Evaluation & Plotting

Key Technologies

The framework is built on top of pandas, seaborn and dask

Dask is used as a way to build task dependency graphs using dask.delayed and for scalable parallelisation of the execution of those tasks, either locally on a desktop/laptop or remotely on a (SLURM) cluster using Dask.distributed and Dask-Jobqueue.

There are a few key concepts necessary for using the framework effectively:

The main data structure of the framework is the pandas.DataFrame, which is similar to a spreadsheet or a table in a SQL database. For everything interesting you will need some knowledge how to index, partition and apply a function to a DataFrame. A short introduction to the data structures used in pandas. Reading the documentation for pandas.DataFrame.groupby is advisable.

Getting Insight

The evaluation and plotting is done by running run_recipe.py with the name of the ‘recipe’ YAML file, which contains the steps for processing the results of a batch of simulation runs. For a minimal introduction to YAML and some specifics of PyYAML see the PyYAML documentation

Recipes

The recipe describes the individual tasks as a list of key-value pairs; internally the data and operations are constructed (by dask) into an dependency/task graph.

A recipe can contain two phases: evaluation and plot. Each phase is optional. The evaluation phase itself consists of three sub-phases:

  • extractors: for extracting the desired data from the input databases

  • transforms: for processing the extracted data in some way

  • exporter: for saving the extracted and possibly processed data

The plot phase consists of three sub-phases:

  • reader: for loading the data exported from the evaluation sub-phase

  • transforms: for processing the loaded data in some way

  • tasks: for actually plotting the loaded and possibly processed data

The sub-phases are evaluated in this order.

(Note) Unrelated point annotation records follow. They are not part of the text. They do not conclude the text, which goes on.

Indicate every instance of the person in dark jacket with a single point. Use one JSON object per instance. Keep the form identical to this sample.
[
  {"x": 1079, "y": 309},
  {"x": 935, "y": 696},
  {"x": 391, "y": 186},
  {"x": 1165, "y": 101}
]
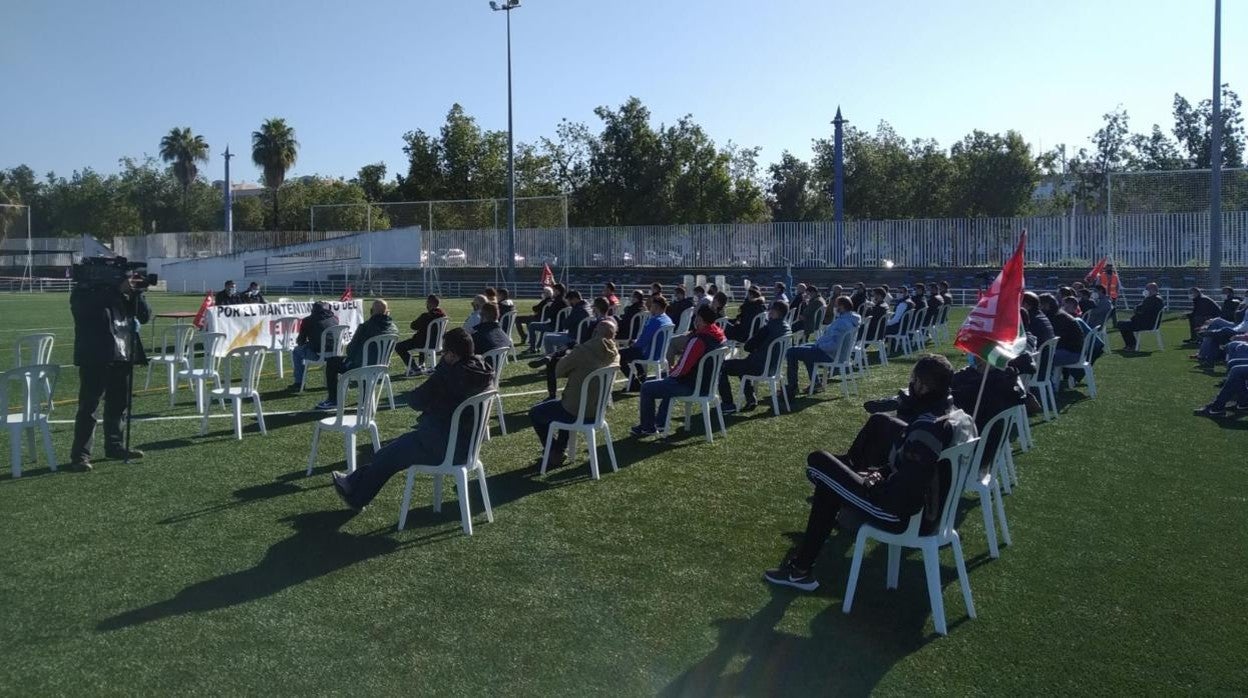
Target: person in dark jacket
[
  {"x": 754, "y": 363},
  {"x": 488, "y": 335},
  {"x": 378, "y": 324},
  {"x": 419, "y": 332},
  {"x": 105, "y": 330},
  {"x": 739, "y": 330},
  {"x": 680, "y": 380},
  {"x": 1143, "y": 319},
  {"x": 461, "y": 373},
  {"x": 1203, "y": 310},
  {"x": 890, "y": 473},
  {"x": 307, "y": 342}
]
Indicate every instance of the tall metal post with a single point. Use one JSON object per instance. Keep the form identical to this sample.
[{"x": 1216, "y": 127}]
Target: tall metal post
[
  {"x": 1216, "y": 156},
  {"x": 839, "y": 186}
]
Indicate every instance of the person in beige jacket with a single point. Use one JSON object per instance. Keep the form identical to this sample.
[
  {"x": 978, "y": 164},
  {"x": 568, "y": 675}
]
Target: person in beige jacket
[{"x": 583, "y": 360}]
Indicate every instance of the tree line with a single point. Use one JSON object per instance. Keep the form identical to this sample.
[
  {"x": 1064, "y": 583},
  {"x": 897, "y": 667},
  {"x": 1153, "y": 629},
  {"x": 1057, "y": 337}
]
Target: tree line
[{"x": 627, "y": 170}]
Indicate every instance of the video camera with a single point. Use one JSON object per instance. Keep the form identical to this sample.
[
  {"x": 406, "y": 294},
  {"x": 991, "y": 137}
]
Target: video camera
[{"x": 111, "y": 271}]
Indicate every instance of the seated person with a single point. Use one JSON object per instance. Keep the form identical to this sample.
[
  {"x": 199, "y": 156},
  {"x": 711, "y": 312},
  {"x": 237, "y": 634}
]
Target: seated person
[
  {"x": 889, "y": 475},
  {"x": 739, "y": 330},
  {"x": 1203, "y": 310},
  {"x": 824, "y": 350},
  {"x": 1143, "y": 319},
  {"x": 419, "y": 334},
  {"x": 753, "y": 365},
  {"x": 645, "y": 346},
  {"x": 489, "y": 335},
  {"x": 307, "y": 344},
  {"x": 598, "y": 352},
  {"x": 680, "y": 380},
  {"x": 378, "y": 324},
  {"x": 459, "y": 375}
]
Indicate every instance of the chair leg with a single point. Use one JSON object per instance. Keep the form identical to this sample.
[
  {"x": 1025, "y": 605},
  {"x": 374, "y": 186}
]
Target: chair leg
[
  {"x": 931, "y": 565},
  {"x": 855, "y": 567}
]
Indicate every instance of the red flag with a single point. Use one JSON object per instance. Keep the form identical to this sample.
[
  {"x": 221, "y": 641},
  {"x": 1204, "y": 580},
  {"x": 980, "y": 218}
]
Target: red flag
[
  {"x": 1096, "y": 271},
  {"x": 204, "y": 310},
  {"x": 991, "y": 331}
]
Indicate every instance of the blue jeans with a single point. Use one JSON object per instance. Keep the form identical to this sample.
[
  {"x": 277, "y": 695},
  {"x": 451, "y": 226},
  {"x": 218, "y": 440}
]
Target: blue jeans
[
  {"x": 302, "y": 352},
  {"x": 662, "y": 391},
  {"x": 810, "y": 355},
  {"x": 546, "y": 412}
]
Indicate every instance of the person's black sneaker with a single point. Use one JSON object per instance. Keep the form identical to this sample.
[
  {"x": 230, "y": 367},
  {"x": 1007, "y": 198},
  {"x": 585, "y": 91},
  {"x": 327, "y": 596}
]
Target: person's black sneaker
[
  {"x": 343, "y": 490},
  {"x": 788, "y": 575},
  {"x": 122, "y": 455}
]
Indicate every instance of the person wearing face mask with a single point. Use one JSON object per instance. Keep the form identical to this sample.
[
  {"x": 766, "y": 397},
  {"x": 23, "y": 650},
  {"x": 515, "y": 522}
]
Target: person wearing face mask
[
  {"x": 1143, "y": 319},
  {"x": 890, "y": 472}
]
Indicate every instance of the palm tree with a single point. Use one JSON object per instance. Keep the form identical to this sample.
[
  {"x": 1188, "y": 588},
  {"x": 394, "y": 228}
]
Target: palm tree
[
  {"x": 184, "y": 149},
  {"x": 273, "y": 150}
]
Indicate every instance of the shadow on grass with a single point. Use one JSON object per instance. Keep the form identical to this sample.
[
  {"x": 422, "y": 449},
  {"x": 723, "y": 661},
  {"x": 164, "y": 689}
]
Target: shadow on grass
[{"x": 285, "y": 565}]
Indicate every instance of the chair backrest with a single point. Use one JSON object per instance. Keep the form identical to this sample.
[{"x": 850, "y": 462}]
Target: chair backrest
[
  {"x": 433, "y": 337},
  {"x": 38, "y": 383},
  {"x": 331, "y": 341},
  {"x": 709, "y": 366},
  {"x": 476, "y": 408},
  {"x": 602, "y": 381},
  {"x": 368, "y": 378},
  {"x": 248, "y": 360},
  {"x": 378, "y": 350},
  {"x": 283, "y": 339},
  {"x": 687, "y": 319},
  {"x": 34, "y": 350}
]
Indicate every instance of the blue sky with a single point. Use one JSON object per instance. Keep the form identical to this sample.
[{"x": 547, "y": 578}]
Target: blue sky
[{"x": 87, "y": 83}]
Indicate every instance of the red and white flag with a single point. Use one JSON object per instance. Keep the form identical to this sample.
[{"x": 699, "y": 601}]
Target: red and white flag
[
  {"x": 204, "y": 310},
  {"x": 991, "y": 331}
]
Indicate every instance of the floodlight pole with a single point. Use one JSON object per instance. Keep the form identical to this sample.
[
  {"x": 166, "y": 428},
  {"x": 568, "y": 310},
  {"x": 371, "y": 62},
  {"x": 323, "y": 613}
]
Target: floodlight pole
[{"x": 1216, "y": 156}]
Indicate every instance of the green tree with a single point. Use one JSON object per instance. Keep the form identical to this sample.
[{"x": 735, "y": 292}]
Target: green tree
[{"x": 273, "y": 150}]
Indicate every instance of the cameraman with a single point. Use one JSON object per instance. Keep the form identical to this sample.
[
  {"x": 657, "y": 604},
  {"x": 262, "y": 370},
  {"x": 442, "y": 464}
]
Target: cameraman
[{"x": 106, "y": 346}]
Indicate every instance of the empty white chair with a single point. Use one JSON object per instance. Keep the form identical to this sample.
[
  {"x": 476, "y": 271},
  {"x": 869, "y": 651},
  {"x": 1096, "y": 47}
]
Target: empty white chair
[
  {"x": 377, "y": 352},
  {"x": 476, "y": 411},
  {"x": 31, "y": 388},
  {"x": 600, "y": 380},
  {"x": 705, "y": 393},
  {"x": 428, "y": 353},
  {"x": 363, "y": 420},
  {"x": 247, "y": 361},
  {"x": 197, "y": 377},
  {"x": 177, "y": 341},
  {"x": 327, "y": 346},
  {"x": 960, "y": 463}
]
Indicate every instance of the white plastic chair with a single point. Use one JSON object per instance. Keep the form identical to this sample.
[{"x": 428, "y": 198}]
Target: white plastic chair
[
  {"x": 283, "y": 341},
  {"x": 330, "y": 344},
  {"x": 843, "y": 363},
  {"x": 250, "y": 361},
  {"x": 365, "y": 418},
  {"x": 987, "y": 478},
  {"x": 38, "y": 382},
  {"x": 381, "y": 349},
  {"x": 773, "y": 363},
  {"x": 428, "y": 353},
  {"x": 603, "y": 378},
  {"x": 705, "y": 393},
  {"x": 476, "y": 408},
  {"x": 180, "y": 339},
  {"x": 960, "y": 460},
  {"x": 659, "y": 345},
  {"x": 199, "y": 377},
  {"x": 497, "y": 360}
]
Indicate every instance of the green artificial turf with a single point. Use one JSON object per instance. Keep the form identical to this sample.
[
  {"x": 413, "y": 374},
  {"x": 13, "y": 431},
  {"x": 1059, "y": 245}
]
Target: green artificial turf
[{"x": 215, "y": 566}]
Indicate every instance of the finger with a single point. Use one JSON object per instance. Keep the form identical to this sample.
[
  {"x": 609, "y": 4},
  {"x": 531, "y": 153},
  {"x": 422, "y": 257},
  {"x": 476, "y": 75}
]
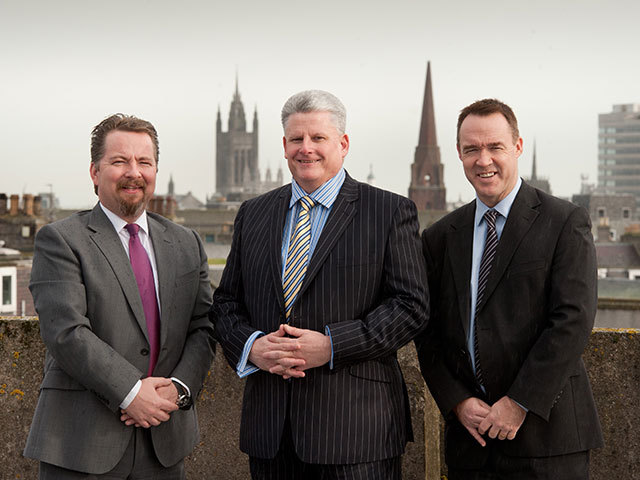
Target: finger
[
  {"x": 296, "y": 332},
  {"x": 285, "y": 343},
  {"x": 494, "y": 431},
  {"x": 292, "y": 372},
  {"x": 484, "y": 426},
  {"x": 477, "y": 436}
]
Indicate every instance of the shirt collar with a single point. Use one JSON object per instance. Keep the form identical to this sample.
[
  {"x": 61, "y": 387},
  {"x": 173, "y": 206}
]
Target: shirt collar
[
  {"x": 503, "y": 206},
  {"x": 324, "y": 195},
  {"x": 118, "y": 223}
]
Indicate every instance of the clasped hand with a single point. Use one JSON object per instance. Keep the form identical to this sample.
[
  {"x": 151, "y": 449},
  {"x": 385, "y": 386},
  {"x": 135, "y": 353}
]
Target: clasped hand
[
  {"x": 153, "y": 404},
  {"x": 502, "y": 420},
  {"x": 289, "y": 351}
]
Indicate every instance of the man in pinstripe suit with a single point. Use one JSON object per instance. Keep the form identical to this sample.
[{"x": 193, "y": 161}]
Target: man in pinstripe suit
[{"x": 323, "y": 284}]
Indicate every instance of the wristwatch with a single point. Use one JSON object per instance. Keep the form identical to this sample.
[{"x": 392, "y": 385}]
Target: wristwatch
[{"x": 184, "y": 399}]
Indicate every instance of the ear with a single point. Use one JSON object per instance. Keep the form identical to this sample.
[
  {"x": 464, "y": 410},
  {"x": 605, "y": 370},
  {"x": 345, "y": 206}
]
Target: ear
[
  {"x": 344, "y": 145},
  {"x": 93, "y": 171},
  {"x": 519, "y": 145}
]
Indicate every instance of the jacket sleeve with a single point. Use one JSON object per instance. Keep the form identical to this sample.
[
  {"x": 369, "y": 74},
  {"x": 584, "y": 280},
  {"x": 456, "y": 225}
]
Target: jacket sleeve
[
  {"x": 198, "y": 350},
  {"x": 403, "y": 306},
  {"x": 61, "y": 302},
  {"x": 572, "y": 305},
  {"x": 228, "y": 312}
]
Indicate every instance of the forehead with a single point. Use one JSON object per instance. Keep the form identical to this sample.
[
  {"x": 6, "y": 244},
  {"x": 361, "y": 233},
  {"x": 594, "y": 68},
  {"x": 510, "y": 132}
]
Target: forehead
[
  {"x": 485, "y": 129},
  {"x": 121, "y": 140},
  {"x": 309, "y": 121}
]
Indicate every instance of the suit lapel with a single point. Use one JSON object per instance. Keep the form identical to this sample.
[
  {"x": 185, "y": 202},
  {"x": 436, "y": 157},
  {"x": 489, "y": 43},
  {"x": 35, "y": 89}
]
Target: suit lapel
[
  {"x": 460, "y": 250},
  {"x": 521, "y": 217},
  {"x": 166, "y": 266},
  {"x": 342, "y": 213},
  {"x": 276, "y": 229},
  {"x": 107, "y": 240}
]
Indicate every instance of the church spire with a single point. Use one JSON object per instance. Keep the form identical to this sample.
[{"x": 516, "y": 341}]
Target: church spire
[
  {"x": 534, "y": 173},
  {"x": 428, "y": 122},
  {"x": 427, "y": 188}
]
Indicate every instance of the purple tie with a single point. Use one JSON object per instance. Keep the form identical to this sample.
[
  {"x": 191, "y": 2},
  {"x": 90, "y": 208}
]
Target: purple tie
[{"x": 144, "y": 278}]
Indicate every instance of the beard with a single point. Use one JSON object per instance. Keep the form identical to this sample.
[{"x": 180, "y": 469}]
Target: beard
[{"x": 133, "y": 208}]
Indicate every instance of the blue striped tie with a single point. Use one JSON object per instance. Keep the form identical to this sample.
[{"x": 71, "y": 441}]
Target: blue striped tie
[
  {"x": 490, "y": 246},
  {"x": 297, "y": 255}
]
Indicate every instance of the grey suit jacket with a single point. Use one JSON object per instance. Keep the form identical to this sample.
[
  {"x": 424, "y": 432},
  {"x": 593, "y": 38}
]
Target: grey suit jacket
[
  {"x": 533, "y": 323},
  {"x": 367, "y": 282},
  {"x": 93, "y": 325}
]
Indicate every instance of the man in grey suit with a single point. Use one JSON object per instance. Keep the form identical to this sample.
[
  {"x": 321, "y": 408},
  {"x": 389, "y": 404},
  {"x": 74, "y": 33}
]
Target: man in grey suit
[
  {"x": 512, "y": 276},
  {"x": 122, "y": 296},
  {"x": 323, "y": 284}
]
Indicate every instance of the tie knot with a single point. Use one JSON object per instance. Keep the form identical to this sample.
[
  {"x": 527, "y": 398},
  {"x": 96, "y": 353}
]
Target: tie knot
[
  {"x": 490, "y": 217},
  {"x": 132, "y": 228},
  {"x": 307, "y": 203}
]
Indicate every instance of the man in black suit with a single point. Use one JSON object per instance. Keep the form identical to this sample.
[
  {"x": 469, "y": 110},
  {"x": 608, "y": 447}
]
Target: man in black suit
[
  {"x": 323, "y": 284},
  {"x": 513, "y": 303}
]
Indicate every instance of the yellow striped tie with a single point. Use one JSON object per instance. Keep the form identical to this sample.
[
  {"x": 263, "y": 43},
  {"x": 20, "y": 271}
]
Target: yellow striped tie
[{"x": 297, "y": 255}]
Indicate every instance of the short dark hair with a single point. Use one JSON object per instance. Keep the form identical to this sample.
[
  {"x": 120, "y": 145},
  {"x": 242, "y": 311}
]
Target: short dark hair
[
  {"x": 126, "y": 123},
  {"x": 486, "y": 107}
]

Each sub-phase consists of a list of tasks to execute and each task usually has a dependency on a task in the previous sub-phase. If a task is not depended upon by another task, it will not be part of the dependency/task graph and will thus not be executed.

Each task either creates or modifies a named ‘dataset’, a list of pandas.DataFrames. Usually an extractor creates a pandas.DataFrame for each input file and stores the resulting list under the user defined dataset_name in an internal dictionary, all transforms are then executed over each DataFrame in that list separately and then written to disk, either separately or concatenated into a single DataFrame and then written to disk.

The basic structure of a recipe is thus, for the evaluation phase:

evaluation:
    extractors:
        dataset0: !extractor_class
            parameter0: "value"

    transforms:
        transformed_dataset0: !transform_class
            dataset_name: "dataset0"
            parameter0: "value"

    exporter:
        name0: !exporter_class
            dataset_name: "transformed_dataset0"
            parameter0: "value"

For the plotting phase:

plot:
    reader:
        dataset0: !reader_class
            input_files:
                - "/path/regular/expression0"
                - "/path/regular/expression1"

    transforms:
        transformed_dataset0: !transform_class
            dataset_name: "dataset0"
            output_dataset_name: "dataset0"
            parameter0: "value"

    tasks:
        plot_task0: !plotting_class
            dataset_name: "transformed_dataset0"

For simplicity only one task is listed for each sub-phase, but an arbitrary number of tasks is possible.

For ease of use, the following omissions are possible:

  • the transforms phase is optional, chaining transforms is possible

  • the exporter and reader phases are optional, the plot phase can just use the datasets extracted in the evaluation phase

The first line of the definition of a task has the format ‘<task_name>: !<task_classname>’ and defines the name and the type of the transform. The type is just the class name (or more precisely, the YAML tag assigned to the class, but they are literally the same) of the desired operation. What follows are the parameters of the constructor for the class.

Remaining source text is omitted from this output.